Nelle started Season 86 with 15 points, 12 assists and eight rebounds in a win over FEU. He got 15 points again against Ateneo, but shot 4-of-16 from the field as they got their first loss of the season. Against Adamson he scored six of his 12 points in a 23–0 third quarter run that led to the Archers' third win of the season and the second seed. Aside from his 12 points, he also contributed 15 rebounds and five assists. He missed a game that season due to a quad contusion. He quickly made his return in a win over UE with 14 points, four rebounds, and four assists but also committed six turnovers. In a win over UST, he had a double-double of 11 points and 10 assists alongside his four steals. In a win over NU, he had 14 points and seven assists, while Quiambao got a triple-double with 17 points, 14 assists, and 11 rebounds. Against UP, he made a clutch triple that sealed the win and finished with 17 points, six rebounds, and four assists. Although he struggled in a rematch with UE, his teammates Quiambao and Nonoy stepped up as the former grabbed his 2nd triple-double of the season while the latter scored a season-high 25 points to win their sixth straight game. They closed out the elimination rounds on an eight-game winning streak with a win over Ateneo in which he made two clutch free throws. As he averaged 11.3 points, 6.9 assists, 5.0 rebounds, and 2.0 steals, he was awarded a spot on the UAAP's Mythical Team alongside Quiambao, who won MVP.

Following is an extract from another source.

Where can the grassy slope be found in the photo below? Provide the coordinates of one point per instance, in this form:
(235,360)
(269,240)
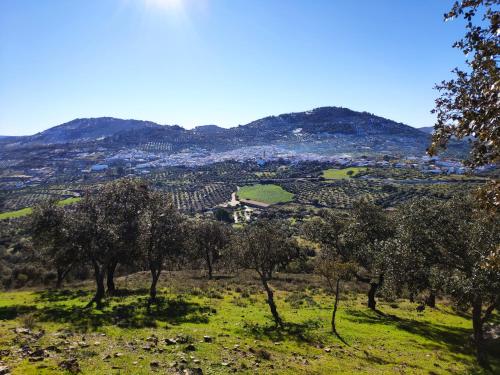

In Game 1 of the Finals against UP, they lost by 30 points as he was held to eight points. He shot a poor 2-of-12 from the field for just four points in Game 2, but still made an impact with 12 rebounds, 10 assists while also getting five steals and was also a plus-20 on the court as DLSU bounced back. In Game 3, he made a deep three-pointer in the last six minutes of the game to cut UP's lead to one before Quiambao took over to get DLSU a lead they never gave up. He finished with 12 points, seven assists, six rebounds, and two steals as he finally won a championship with DLSU.

== Professional career ==
Nelle was drafted by the NorthPort Batang Pier with the second pick of the second round (14th overall pick) during the Season 49 draft. On July 19, 2024, he signed a two-year rookie contract with the team.

==PBA career statistics==

As of the end of 2024–25 season

===Season-by-season averages===

| Year | Team | GP | MPG | FG% | 3P% | 4P% | FT% | RPG | APG | SPG | BPG | PPG |
|---|---|---|---|---|---|---|---|---|---|---|---|---|
| 2024–25 | NorthPort | 39 | 18.1 | .390 | .373 | .241 | .824 | 2.2 | 2.7 | .9 | .1 | 5.1 |
| Career |  | 39 | 18.1 | .390 | .373 | .241 | .824 | 2.2 | 2.7 | .9 | .1 | 5.1 |

== National team career ==
In 2016, Nelle joined the Philippines' men's national u-19 team that competed in the 10th SEABA Under-18 Championship. They swept that tournament to win their fifth straight title.